Kikyo – The Return (帰郷, Kikyō) is a 2019 Japanese jidaigeki film directed by Shigemichi Sugita and starring Tatsuya Nakadai.

==Premise==
The film is set during the Edo period, the first half of the 19th century. The lead character, an old gambler who has fallen ill, returns to his hometown after 30 years of traveling and sets out to help a young woman in dire straits.

==Cast==
- Tatsuya Nakadai as Unokichi, the gambler
  - Kazuki Kitamura as younger Unokichi (in flashbacks)
- Takako Tokiwa as Okumi, the young woman
- Atsuo Nakamura as Boss Kyuzo, who became the yakuza leader in Unokichi's hometown
- Jiro Sato as Eiji
- Naoto Ogata as Okumi's husband Genta
- Isao Hashizume as Saichi
- Ayumi Tanida as Asakichi
- Aki Maeda as Oaki (in flashbacks)
- Misato Tanaka as Otoshi (in flashbacks)
- Yoshiko Mita as Okou (in flashbacks)

==Background and production==
The film was based on a short story by Shuhei Fujisawa with the same name. It was the first 8K historical drama ever produced by the Jidaigeki Senmon Channel. It was directed by Shigemichi Sugita.

==Release==
The film premiered worldwide at MIPCOM in Cannes on 15 October 2019. It debuted in Japan at the 32nd Tokyo International Film Festival on 4 November 2019 and was released in theaters in January 2020.

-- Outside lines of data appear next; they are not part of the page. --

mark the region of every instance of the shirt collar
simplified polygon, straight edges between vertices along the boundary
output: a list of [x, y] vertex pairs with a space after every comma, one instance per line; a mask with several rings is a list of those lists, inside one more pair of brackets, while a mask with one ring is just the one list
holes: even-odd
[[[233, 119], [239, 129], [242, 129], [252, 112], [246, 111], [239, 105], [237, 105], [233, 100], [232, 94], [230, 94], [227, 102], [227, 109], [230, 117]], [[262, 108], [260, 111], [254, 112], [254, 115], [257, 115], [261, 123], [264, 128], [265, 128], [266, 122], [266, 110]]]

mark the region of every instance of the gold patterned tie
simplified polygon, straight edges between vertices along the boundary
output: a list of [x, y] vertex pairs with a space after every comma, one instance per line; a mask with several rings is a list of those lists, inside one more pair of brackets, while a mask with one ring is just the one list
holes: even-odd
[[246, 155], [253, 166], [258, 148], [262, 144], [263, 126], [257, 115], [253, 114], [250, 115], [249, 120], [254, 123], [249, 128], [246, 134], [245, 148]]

A year later, in January 2021, it was aired in 8K resolution on the NHK BS8K channel.

The film was released on DVD in Japan; a version with English subtitles is also available. A Hindi-dubbed version was released as a 3-part miniseries on the video streaming service MX Player (now Amazon MX Player).